Ball insists he was never formally in business with the mafia but they did each other favours. When two factions of the same Naples crime family were at war in the mid-2000s, they asked Ball to mediate. He refused – so they had a summit at the local Lancashire caravan park instead. He says Panzuto’s uncles later personally apologised to Ball that their family member had “blabbed” to the authorities and given evidence. It clearly hurts Ball that he is no longer able to visit Naples. He’d once gone to watch Napoli, the local football club, where his mafia friends arranged for the club’s ultras to chant his name as a visiting dignitary.
Giuseppe, who said he served a lengthy jail term off the back of Panzuto’s evidence, recreates the chant in the pub: “TER-REE BALL! TER-REE BALL! TER-REE BALL!”
At the end of the BBC piece there is one final twist to Ball’s crime links. Anti-mafia prosecutor Michele Del Prete is quoted as saying he gave the UK authorities all the information he had about Panzuto’s British businessman host. “I remember the British told us that [the businessman] was definitely involved in scams – they’d known about this character,” the prosecutor told the broadcaster back in 2021. “But his links with the Neapolitan Camorra – that was news to them. We don’t know what they did with the information.”
The BBC said that Lancashire police did at one point open an investigation but that no one knew what happened to it.
In early October, a few days after my visit to Lancashire, enforcement officers from Westminster council accessed Winchester House, the office building on Old Marylebone Road, on the hunt for snails. What they found, according to photos shared with London Centric, was another of Ball’s operations.
Adam Hug, the leader of Westminster city council, told me he has repeatedly raised the “ludicrous notion of snail farms” claiming business rates exemptions with central government, but nothing happens. “Rather than unscrupulous traders dropping on one avoidance scheme after another, it would be good to see a general clause on business rates avoidance and evasion which stops these kinds of activities in their tracks. As a local authority with limited resources, we enforce wherever we can. We will be on the trail of the snail racketeers or anyone else who thinks they can cheat the taxpayer.”
The property’s landlord, a company based in the tax haven of the British Virgin Islands, is controlled by Iraqi businessman Namir El-Akabi, who made a fortune from contracts with western governments in the aftermath of the 2003 invasion of his home nation.

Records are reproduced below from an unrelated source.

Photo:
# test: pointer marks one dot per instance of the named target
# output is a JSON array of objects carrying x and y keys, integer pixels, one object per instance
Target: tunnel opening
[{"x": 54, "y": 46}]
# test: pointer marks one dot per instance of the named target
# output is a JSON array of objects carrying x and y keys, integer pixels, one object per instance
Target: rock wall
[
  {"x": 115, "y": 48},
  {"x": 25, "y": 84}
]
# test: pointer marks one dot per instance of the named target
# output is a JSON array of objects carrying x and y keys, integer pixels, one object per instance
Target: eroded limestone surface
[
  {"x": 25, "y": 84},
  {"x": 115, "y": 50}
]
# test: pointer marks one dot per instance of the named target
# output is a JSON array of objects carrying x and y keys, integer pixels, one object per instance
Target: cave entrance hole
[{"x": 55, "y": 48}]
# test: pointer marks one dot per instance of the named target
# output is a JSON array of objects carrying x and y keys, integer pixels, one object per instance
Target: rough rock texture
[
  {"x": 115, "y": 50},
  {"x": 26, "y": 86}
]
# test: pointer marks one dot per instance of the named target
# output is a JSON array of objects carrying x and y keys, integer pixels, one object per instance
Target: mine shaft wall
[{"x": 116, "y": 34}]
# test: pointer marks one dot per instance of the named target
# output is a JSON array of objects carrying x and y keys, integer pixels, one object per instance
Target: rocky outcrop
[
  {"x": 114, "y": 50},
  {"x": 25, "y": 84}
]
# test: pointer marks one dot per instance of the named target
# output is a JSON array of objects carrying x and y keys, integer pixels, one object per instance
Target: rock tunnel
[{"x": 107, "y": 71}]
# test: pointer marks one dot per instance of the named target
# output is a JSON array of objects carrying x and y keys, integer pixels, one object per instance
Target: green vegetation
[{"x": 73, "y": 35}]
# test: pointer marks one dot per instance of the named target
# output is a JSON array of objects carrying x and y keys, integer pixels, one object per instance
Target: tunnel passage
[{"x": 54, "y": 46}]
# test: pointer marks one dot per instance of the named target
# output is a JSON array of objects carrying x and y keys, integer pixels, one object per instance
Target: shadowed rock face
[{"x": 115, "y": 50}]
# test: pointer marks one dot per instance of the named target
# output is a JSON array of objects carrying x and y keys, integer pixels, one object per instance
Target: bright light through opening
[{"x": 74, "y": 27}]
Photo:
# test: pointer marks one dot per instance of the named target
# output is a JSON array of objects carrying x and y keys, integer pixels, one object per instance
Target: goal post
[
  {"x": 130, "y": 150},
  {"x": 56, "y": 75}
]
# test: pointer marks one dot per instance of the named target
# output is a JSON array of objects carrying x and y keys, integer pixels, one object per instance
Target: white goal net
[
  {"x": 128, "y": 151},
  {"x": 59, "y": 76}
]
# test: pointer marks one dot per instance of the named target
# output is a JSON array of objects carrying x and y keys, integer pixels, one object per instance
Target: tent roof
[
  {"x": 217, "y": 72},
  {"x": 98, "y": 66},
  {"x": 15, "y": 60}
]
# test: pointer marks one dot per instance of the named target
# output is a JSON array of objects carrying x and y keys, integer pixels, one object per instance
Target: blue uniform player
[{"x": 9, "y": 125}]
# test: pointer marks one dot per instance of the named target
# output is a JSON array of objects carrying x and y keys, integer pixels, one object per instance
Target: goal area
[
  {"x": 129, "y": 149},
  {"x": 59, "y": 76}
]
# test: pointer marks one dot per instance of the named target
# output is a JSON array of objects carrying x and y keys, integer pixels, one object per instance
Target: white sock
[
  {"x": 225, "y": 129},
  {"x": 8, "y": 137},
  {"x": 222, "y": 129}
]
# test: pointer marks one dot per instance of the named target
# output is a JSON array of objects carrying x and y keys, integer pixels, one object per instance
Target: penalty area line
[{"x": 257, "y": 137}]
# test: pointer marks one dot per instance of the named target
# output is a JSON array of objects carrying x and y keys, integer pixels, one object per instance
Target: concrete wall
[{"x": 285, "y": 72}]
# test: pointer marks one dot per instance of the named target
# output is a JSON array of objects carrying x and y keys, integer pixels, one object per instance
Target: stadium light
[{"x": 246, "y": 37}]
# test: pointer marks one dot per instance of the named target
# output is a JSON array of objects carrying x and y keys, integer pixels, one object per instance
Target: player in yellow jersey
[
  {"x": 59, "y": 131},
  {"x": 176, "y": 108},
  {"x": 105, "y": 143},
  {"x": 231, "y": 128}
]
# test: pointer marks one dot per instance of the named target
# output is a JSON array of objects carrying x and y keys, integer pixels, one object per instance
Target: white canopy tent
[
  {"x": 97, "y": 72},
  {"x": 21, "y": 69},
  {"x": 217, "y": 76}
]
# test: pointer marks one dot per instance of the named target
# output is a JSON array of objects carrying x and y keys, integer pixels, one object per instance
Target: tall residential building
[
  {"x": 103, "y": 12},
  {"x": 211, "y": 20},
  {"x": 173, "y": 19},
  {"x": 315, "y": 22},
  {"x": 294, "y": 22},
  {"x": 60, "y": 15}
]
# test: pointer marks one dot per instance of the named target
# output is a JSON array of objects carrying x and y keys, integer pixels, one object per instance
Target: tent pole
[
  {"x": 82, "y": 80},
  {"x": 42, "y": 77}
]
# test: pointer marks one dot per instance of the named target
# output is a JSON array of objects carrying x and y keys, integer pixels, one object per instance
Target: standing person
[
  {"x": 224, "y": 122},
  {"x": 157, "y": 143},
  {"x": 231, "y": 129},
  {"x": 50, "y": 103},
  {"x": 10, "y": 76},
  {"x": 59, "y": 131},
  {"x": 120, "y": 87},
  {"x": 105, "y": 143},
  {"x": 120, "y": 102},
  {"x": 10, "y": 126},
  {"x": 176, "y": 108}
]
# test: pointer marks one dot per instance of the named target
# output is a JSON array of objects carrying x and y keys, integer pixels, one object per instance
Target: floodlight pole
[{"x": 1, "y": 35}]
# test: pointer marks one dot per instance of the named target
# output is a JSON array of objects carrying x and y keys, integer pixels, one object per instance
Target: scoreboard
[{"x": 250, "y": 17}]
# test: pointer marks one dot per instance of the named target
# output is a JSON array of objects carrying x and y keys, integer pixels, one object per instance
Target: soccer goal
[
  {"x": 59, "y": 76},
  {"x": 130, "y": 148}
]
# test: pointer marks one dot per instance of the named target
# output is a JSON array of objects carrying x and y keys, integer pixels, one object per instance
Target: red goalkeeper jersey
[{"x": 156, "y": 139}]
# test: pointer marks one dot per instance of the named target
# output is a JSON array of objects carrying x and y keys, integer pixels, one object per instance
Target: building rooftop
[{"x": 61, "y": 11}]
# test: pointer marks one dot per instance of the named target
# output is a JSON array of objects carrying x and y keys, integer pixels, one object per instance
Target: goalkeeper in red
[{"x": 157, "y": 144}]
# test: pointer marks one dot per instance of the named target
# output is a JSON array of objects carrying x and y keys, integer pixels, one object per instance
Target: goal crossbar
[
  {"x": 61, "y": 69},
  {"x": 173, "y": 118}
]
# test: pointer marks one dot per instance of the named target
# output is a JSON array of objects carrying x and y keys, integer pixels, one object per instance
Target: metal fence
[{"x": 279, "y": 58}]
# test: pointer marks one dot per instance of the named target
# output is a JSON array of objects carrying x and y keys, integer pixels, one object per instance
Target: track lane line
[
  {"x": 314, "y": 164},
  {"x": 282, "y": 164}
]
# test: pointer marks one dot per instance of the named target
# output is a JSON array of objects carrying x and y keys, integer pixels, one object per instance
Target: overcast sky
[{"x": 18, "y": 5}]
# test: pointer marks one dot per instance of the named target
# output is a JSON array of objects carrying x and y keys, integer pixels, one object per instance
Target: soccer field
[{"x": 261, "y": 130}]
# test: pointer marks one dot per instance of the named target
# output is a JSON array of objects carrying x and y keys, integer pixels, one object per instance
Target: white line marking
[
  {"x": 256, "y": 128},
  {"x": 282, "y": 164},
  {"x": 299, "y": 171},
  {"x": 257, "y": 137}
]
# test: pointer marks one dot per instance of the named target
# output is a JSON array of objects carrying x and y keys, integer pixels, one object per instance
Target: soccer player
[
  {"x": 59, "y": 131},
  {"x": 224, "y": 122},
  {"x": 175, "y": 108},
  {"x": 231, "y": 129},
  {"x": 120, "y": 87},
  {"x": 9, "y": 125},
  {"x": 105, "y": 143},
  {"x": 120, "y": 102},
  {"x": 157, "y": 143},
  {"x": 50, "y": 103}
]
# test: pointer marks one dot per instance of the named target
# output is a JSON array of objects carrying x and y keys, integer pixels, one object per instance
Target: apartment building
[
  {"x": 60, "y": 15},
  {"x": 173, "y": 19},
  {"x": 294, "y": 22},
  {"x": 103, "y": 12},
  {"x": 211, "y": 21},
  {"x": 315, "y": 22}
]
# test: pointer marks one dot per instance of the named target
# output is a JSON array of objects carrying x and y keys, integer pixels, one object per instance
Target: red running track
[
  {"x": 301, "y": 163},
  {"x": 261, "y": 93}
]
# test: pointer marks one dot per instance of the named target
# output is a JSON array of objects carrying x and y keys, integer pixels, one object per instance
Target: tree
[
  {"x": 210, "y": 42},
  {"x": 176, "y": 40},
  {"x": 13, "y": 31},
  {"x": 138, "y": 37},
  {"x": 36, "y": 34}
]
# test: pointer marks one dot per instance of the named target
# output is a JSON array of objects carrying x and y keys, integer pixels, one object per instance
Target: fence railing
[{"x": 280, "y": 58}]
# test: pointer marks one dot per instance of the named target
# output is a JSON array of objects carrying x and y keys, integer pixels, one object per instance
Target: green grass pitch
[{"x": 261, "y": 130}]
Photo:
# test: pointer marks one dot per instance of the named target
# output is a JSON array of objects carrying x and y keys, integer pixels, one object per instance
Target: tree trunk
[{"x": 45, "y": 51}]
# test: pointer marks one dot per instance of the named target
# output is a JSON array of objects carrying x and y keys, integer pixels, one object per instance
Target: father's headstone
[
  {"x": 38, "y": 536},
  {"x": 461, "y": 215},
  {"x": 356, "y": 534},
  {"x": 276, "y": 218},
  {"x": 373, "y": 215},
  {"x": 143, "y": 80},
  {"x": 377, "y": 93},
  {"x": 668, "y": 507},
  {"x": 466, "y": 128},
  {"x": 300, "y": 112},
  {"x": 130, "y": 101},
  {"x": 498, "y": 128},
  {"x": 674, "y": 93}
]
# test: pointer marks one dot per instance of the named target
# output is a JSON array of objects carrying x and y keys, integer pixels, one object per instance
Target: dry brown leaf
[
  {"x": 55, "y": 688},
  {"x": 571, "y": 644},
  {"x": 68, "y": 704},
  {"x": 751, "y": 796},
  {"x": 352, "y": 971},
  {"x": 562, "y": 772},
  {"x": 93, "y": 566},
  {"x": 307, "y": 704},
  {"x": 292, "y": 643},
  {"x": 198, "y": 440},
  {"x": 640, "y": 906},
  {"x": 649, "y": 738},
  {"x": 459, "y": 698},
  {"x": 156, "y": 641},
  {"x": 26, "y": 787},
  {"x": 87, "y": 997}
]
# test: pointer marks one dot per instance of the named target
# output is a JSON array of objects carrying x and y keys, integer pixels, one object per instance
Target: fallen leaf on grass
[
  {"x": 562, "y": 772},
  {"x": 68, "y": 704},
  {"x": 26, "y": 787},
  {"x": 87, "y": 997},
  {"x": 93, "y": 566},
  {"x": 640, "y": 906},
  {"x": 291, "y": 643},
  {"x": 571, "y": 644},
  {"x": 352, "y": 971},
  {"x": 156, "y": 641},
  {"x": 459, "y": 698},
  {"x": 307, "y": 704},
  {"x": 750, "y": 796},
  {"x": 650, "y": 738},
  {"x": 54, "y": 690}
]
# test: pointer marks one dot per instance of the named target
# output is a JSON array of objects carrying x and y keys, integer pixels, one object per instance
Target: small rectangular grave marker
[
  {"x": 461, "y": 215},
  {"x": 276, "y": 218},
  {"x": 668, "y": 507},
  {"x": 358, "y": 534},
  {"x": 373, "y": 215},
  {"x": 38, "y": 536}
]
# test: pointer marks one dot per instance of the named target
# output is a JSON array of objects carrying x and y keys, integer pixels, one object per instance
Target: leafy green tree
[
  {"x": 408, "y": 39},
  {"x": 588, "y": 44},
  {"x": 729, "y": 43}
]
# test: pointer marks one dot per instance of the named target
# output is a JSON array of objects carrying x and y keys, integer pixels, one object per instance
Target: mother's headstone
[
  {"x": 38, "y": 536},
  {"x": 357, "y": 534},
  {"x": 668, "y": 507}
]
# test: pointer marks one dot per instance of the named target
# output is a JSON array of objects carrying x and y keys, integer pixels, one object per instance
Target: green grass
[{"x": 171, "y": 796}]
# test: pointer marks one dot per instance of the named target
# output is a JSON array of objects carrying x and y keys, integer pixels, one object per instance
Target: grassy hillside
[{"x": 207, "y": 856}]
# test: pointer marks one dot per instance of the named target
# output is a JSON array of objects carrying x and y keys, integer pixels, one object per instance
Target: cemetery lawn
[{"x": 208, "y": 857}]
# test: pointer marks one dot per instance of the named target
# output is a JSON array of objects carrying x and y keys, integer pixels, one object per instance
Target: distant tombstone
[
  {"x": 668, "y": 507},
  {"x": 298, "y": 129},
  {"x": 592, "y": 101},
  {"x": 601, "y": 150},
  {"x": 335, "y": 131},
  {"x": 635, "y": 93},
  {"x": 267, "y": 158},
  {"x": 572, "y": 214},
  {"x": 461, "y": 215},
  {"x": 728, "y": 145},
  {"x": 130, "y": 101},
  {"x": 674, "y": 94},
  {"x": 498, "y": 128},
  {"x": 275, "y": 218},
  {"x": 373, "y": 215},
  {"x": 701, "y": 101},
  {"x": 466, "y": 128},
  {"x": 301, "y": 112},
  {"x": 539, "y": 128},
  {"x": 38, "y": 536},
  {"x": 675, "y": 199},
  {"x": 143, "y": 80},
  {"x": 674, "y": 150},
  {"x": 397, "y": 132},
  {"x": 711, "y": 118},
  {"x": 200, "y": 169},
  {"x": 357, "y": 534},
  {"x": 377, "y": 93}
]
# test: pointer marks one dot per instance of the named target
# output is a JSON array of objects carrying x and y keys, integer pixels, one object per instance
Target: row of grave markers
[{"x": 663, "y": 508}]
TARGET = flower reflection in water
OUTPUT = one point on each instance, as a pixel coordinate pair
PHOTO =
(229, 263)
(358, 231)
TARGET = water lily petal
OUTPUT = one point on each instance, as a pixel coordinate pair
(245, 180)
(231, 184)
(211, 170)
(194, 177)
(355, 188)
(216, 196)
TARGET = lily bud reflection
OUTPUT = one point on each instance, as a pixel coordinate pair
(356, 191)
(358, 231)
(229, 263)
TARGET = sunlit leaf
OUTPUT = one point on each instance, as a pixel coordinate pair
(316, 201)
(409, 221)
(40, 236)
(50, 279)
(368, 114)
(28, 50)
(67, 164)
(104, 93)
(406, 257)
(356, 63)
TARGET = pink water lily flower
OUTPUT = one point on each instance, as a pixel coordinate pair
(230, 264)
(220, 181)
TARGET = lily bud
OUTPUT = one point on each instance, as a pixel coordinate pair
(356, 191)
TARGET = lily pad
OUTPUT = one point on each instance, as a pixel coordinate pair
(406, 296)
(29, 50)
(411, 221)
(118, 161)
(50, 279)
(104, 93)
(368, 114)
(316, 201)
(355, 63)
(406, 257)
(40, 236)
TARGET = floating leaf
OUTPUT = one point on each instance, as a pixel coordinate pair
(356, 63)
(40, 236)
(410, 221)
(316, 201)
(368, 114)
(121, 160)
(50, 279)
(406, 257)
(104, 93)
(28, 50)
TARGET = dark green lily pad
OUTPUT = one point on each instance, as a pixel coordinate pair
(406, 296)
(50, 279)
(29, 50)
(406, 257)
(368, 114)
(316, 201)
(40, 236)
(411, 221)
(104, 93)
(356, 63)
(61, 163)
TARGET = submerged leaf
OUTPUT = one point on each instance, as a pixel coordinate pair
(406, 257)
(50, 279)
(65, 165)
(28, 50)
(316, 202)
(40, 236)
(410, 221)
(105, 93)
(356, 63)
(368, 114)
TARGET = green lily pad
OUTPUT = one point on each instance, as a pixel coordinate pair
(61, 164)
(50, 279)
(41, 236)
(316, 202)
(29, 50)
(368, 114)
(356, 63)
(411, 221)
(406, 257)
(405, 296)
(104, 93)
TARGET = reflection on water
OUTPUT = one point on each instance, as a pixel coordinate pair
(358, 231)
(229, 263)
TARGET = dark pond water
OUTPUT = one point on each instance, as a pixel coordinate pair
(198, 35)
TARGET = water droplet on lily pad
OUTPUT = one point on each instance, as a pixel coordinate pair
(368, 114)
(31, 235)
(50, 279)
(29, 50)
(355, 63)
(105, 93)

He did not respond to multiple requests for comment.
In late November, Westminster council took one of Ball’s companies to the high court for unpaid taxes. The company was wound up in a hearing that lasted a couple of minutes. Ball didn’t bother to oppose it as he had no intention of paying the tax demand.
As Ball drove me back from the pub to Preston railway station in his Jaguar with personalised plates, he discussed what he wants to leave behind to his grandchildren, while simultaneously insisting he has no money in his name.
As we passed through local villages, Ball pointed out the various bits of land he’d bought and sold over the years. He also detailed his connections with high-ranking politicians, prominent businessmen, and showed messages he exchanged with a general in the Cambodian army.
I kept wondering why he was pushing on with his snail tax avoidance business, even though he was preparing to enter his ninth decade. Ball told me that fighting with the likes of Westminster council over tax helps stave off the boredom of old age: “All my friends who have retired, you can’t have a conversation with them, they’re just waiting to die. I’ve had a laugh. Every day, no matter what happens, I’ve had a laugh.”